Многое в устройстве «Самиздата века» может вызывать нарекания. Вот, к примеру, есть в антологии раздел «Московское время»: подлинное литературное объединение — Сопровский, Гандлевский, Кенжеев, Цветков были связаны много лет не только большой личной дружбой, но и общностью художественного поиска (хотя бы и приведшего в итоге к сильно разнящимся творческим стратегиям). А вот неподалеку раздел, посвященный пресловутым «метаметафористам», три имени: Еременко, Жданов, Парщиков, — единство, положа руку на сердце, вполне иллюзорное, родившееся на кончике пера Константина Кедрова (т.е. нечто, конечно, было — но гораздо более широкое и имперсональное: «некоторое — скорей неявное — объединение поэтов, которое формируется не столько рядом людей, сколько рядом идей», как писал когда-то о метареализме в своей замечательной «арионовской» статье Владимир Аристов). А дальше и вовсе — Дмитрий Авалиани и Владимир Гершуни под общим заголовком «Палиндром». Спору нет, в этой экзотической форме Авалиани и Гершуни и впрямь главные мастера; но, во-первых, оба занимались, помимо палиндромистики, много чем еще, а во-вторых, группы-то никакой не было под лозунгом палиндрома, авторы эти между собой и знакомы-то были едва-едва. Иными словами, выдержать бесстрастно-объективную историко-литературную структуру не удается, к ней на каждом шагу примешиваются попытки рубрикации эстетической — но не проявленные до надлежащей отчетливости, не выстроенные в систему. Однако упрекать в этом составителей не хочется.
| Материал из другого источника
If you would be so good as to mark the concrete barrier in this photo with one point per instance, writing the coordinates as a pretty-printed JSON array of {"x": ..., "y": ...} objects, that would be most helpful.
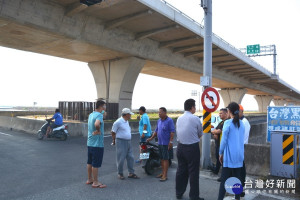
[
  {"x": 25, "y": 113},
  {"x": 257, "y": 158},
  {"x": 258, "y": 133},
  {"x": 75, "y": 129}
]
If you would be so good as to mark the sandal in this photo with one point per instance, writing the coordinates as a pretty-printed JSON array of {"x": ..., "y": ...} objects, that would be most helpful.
[
  {"x": 162, "y": 179},
  {"x": 134, "y": 176},
  {"x": 159, "y": 175},
  {"x": 121, "y": 177},
  {"x": 88, "y": 182},
  {"x": 99, "y": 186}
]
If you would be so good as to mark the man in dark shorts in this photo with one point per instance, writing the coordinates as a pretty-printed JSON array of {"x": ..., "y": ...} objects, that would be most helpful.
[
  {"x": 57, "y": 123},
  {"x": 95, "y": 144},
  {"x": 165, "y": 131},
  {"x": 217, "y": 133}
]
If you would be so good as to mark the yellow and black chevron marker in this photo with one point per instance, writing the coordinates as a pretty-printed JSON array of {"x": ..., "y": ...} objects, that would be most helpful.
[
  {"x": 288, "y": 149},
  {"x": 297, "y": 149},
  {"x": 206, "y": 121}
]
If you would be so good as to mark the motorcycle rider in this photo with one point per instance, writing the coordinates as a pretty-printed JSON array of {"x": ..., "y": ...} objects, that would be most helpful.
[{"x": 57, "y": 123}]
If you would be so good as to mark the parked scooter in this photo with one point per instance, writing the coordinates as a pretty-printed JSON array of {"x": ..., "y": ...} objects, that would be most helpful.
[
  {"x": 59, "y": 132},
  {"x": 149, "y": 157}
]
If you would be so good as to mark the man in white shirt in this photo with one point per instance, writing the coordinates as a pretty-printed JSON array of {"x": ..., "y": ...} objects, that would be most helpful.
[
  {"x": 189, "y": 131},
  {"x": 121, "y": 134},
  {"x": 246, "y": 138}
]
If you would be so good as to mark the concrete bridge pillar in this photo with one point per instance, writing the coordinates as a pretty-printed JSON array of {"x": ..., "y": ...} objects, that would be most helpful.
[
  {"x": 279, "y": 102},
  {"x": 115, "y": 79},
  {"x": 232, "y": 94},
  {"x": 263, "y": 102}
]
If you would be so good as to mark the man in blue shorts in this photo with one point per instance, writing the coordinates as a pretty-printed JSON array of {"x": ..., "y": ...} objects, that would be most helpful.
[
  {"x": 95, "y": 144},
  {"x": 165, "y": 132}
]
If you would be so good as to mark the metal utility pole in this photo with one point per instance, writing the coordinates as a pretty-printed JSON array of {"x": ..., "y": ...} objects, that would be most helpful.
[{"x": 206, "y": 80}]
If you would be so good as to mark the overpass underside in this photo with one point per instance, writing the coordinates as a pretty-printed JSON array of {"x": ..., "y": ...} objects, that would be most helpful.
[{"x": 135, "y": 35}]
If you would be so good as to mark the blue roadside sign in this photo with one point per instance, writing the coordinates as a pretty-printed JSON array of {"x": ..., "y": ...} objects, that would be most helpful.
[{"x": 283, "y": 118}]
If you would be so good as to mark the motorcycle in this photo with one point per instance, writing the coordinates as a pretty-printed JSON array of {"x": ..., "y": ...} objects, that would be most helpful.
[
  {"x": 60, "y": 132},
  {"x": 149, "y": 157}
]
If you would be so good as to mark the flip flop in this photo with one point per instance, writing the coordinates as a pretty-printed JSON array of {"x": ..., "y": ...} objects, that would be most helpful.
[
  {"x": 134, "y": 176},
  {"x": 163, "y": 179},
  {"x": 99, "y": 186},
  {"x": 159, "y": 175},
  {"x": 121, "y": 177},
  {"x": 88, "y": 183}
]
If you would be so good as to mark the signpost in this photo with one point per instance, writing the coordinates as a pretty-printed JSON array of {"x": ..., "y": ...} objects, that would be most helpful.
[
  {"x": 253, "y": 49},
  {"x": 283, "y": 118},
  {"x": 210, "y": 99}
]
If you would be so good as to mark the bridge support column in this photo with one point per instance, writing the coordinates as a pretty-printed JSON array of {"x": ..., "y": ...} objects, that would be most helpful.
[
  {"x": 279, "y": 102},
  {"x": 232, "y": 94},
  {"x": 263, "y": 102},
  {"x": 115, "y": 79}
]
Задача, которую они перед собой поставили, абсолютно правомерна — вот только реализовать ее крайне сложно.
Сапгир и Ко строят свой проект по вполне определенному образцу — знаменитой антологии Ежова и Шамурина, подводившей итоги «серебряного века»: они тоже подводят итоги полувекового периода в истории русской поэзии. Но Ежову и Шамурину было проще: поэтические группы начала века формировались исключительно на художественной общности (или, как минимум, на общности художественных деклараций), укладываясь в рамки нескольких основных литературных течений. Литературные группы второй половины XX века складывались под воздействием окружающей несвободы и в условиях информационного голода — а потому объединялись зачастую не те, кто ближе друг к другу по творческим устремлениям, а те, кого почти случайно свела вместе судьба: основным объединяющим фактором выступало нежелание быть советским поэтом. Ну что, в самом деле, общего между элегантным паясничаньем Владимира Уфлянда и рафинированной, герметичной метафизикой Михаила Еремина (в «Самиздате века» — раздел «Круг Михаила Красильникова»)? Только то, что смолоду были дружны, вместе поступили в университет… Для Ежова и Шамурина историко-литературный и эстетический принципы объединения, как правило, совпадали — для составителей «Самиздата века» они неизбежно должны были разойтись. К попыткам сохранить в известной мере и тот, и другой вел антологию не только субъективный фактор (взаимодействие в работе поэта и филолога — импрессионистического взгляда Сапгира и сугубо рациональной, исследовательской позиции Кулакова), но и избранный метод, полемичный по отношению к «Строфам века»: от автора, а не от текста.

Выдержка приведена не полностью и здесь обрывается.